The riots were largely caused by the fact that the low oil prices had forced the Algerian state to end many of its more generous social policies between 1986 and 1988, leading to an unemployment rate of 30% by 1988, along with the knowledge that the FLN regime had stolen millions. In the aftermath of the October riots, President Chadli Bendjedid began a transition to democracy. The first free elections in Algeria in January 1992 were won by the Islamist FIS, which led to a military coup and an outbreak of a civil war that killed hundreds of thousands of Algerians.

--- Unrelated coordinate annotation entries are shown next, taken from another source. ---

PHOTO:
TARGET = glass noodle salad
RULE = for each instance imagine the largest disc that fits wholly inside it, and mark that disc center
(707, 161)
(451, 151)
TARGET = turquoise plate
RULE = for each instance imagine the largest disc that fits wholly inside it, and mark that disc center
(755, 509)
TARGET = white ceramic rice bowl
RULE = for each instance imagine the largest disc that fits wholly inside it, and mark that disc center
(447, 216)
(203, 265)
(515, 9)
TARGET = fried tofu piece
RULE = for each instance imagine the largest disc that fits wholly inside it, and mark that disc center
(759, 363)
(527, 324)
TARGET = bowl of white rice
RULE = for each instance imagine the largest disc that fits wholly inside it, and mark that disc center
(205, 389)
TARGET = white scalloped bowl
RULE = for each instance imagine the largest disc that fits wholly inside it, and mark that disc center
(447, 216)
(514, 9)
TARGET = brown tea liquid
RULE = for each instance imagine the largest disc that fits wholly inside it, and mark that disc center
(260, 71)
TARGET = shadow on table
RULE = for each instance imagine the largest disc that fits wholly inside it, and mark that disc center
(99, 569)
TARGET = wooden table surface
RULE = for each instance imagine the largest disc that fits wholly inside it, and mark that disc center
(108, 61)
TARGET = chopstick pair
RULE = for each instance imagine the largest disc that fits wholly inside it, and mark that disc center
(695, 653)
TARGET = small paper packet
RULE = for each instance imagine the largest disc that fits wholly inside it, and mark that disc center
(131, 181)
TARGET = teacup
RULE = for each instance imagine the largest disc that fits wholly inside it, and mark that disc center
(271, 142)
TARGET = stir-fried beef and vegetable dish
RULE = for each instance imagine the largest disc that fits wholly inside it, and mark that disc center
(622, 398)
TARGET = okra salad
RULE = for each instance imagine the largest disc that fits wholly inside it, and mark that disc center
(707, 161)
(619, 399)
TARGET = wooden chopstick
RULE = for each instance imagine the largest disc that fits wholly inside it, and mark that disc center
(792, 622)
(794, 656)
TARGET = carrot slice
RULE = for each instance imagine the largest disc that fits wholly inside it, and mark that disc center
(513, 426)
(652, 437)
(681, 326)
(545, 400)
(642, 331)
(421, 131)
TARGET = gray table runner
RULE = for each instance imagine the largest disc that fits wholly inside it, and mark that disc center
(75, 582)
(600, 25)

OPEC-member states raised the prospect of nationalization of oil company holdings. Most notably, Saudi Arabia nationalized Aramco in 1980 under the leadership of Saudi oil minister Ahmed Zaki Yamani. As other OPEC nations followed suit, the cartel's income soared. Saudi Arabia undertook a series of ambitious five-year development plans. The biggest began in 1980, funded at $250 billion. Other cartel members also undertook major economic development programs.

===Oil weapon===
Control of oil became known as the "oil weapon". It came in the form of an embargo and production cutbacks from the Arab states. The weapon was aimed at the United States, Great Britain, Canada, Japan and the Netherlands. These target governments perceived that the intent was to push them towards a more pro-Arab position. Production was eventually cut by 25%. However, the affected countries did not undertake dramatic policy changes.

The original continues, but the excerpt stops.